Hofmann was clearly past his prime here (and potentially drunk...) but this is musicianship completely different from any other, and potentially a higher form of it. Listen to what Hofmann does every time there is an unexpected new tonality, Hofmann doesn't just bring out the fundamental bass which arrives us there, he brings out the entire transitional line that leads to the change. Every dissonance on which the symphonic form depends is highlighted. All sorts of inner lines are brought out, even clarified. He handbreaks all the time, but never indiscriminantly, rather to highlight a formal transition, or a diminished chord, or 9th or suspension so that there is no missing the dissonance. This, surely, is how audiences became spellbound by this music in the first place - making them into musiclovers who understand the language of symphonic form without it feeling like an impenetrable foreign language. Hofmann has clearly analyzed the contrapuntal and harmonic implications of every single note in relation to every other. The knowledge on command here is a miracle to behold. If this is a spontaneous interpretation, done differently every night on impulse as people always said Hofmann did, it is all the more miraculous.

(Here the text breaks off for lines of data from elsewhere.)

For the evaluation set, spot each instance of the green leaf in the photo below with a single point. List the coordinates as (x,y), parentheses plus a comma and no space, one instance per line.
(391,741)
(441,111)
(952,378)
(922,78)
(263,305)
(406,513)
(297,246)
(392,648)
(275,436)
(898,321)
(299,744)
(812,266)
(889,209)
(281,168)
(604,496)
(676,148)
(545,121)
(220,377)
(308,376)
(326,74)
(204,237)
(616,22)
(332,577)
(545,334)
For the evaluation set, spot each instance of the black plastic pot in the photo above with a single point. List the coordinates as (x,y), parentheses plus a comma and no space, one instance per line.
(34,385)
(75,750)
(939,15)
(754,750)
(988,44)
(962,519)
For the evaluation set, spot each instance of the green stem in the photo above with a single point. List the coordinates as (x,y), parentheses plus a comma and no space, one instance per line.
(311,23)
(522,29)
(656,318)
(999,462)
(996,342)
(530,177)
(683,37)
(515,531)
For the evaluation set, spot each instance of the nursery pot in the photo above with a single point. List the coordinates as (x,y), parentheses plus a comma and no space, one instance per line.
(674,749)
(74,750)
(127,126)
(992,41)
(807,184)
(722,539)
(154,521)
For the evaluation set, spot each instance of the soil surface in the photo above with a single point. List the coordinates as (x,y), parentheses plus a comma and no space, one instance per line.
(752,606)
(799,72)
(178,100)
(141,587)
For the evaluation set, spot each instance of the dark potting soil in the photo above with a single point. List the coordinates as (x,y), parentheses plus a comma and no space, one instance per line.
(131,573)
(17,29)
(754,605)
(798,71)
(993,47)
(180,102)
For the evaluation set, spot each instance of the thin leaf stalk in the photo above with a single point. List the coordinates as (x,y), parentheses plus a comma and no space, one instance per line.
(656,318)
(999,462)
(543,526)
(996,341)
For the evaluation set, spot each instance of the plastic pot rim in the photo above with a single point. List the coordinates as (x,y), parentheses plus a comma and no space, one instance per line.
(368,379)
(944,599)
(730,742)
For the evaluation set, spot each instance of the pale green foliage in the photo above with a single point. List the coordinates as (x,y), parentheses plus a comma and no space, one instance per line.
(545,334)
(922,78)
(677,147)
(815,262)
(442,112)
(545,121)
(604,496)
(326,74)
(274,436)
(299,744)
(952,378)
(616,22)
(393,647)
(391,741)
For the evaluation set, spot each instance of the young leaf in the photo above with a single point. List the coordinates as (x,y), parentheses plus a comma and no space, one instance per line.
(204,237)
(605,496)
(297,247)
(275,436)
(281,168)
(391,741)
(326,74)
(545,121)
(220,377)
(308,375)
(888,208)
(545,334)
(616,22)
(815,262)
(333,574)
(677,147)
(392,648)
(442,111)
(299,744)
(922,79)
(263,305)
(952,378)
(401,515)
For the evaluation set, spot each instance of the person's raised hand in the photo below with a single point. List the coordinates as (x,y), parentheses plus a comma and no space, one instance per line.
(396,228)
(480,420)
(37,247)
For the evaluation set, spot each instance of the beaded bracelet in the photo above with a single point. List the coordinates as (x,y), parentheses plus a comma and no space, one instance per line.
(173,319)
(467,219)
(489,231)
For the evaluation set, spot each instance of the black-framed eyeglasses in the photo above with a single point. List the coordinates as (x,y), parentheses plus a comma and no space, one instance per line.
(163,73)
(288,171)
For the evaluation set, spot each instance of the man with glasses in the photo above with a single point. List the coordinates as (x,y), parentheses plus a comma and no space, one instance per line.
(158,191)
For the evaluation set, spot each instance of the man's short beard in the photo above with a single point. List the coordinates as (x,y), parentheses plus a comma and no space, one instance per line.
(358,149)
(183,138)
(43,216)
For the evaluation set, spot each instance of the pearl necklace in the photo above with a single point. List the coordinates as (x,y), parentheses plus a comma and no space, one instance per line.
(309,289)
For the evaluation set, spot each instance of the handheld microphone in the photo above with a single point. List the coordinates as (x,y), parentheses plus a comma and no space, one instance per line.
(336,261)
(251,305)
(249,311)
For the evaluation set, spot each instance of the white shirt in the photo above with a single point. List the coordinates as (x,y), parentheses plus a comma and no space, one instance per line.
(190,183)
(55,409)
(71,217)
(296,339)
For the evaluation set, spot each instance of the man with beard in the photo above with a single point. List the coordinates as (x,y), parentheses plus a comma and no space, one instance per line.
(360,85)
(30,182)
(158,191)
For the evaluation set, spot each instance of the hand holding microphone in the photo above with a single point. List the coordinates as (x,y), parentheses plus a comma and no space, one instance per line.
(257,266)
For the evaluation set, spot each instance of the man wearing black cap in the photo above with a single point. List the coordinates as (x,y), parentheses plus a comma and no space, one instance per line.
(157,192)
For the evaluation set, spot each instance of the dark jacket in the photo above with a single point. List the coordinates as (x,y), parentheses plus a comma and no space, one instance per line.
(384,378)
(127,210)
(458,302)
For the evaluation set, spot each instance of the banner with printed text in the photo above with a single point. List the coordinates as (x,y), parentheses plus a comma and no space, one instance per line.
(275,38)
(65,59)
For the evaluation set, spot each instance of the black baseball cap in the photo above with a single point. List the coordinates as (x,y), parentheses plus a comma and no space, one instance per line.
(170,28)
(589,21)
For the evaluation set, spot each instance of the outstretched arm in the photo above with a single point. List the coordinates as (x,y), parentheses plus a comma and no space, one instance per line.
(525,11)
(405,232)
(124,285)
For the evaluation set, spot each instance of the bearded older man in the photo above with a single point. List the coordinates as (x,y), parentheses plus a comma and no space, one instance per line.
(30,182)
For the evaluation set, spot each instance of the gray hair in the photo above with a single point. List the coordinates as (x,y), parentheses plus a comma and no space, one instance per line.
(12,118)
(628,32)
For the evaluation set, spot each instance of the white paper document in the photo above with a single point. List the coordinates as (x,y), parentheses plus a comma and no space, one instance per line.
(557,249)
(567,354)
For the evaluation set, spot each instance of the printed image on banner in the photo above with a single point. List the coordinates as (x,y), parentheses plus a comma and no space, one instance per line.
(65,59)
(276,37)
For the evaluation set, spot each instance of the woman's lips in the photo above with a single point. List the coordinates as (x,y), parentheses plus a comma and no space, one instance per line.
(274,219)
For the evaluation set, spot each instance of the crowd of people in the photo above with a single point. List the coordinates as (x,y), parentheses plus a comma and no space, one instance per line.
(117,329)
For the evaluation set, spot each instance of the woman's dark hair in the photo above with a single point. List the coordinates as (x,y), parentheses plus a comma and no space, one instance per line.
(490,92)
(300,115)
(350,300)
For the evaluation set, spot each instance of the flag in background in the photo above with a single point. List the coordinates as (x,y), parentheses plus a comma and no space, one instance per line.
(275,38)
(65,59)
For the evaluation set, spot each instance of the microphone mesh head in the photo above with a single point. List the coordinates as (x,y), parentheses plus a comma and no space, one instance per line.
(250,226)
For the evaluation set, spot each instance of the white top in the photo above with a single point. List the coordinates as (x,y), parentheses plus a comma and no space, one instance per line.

This approach is probably better for more dramatic, self-evidently virtuoso Beethoven: I'm certainly not gonna throw out Kempff, Kraus, Firkusny, Moravec... Many passages (hardly all) seem to lack taht luminous, compassionate humanity that bespeak the ultimate musical humanism. For all his skill and genius, Hofmann was still a virtuoso out to inflame rather than console. But this is no mere exhibitionism or finger jockery, this is what romantic music making does best. Just as classicism only means something when married to romantic warmth, romanticism only means something when allied to the shrewdest intelligence, and the intelligence here is of an encyclopedic depth. 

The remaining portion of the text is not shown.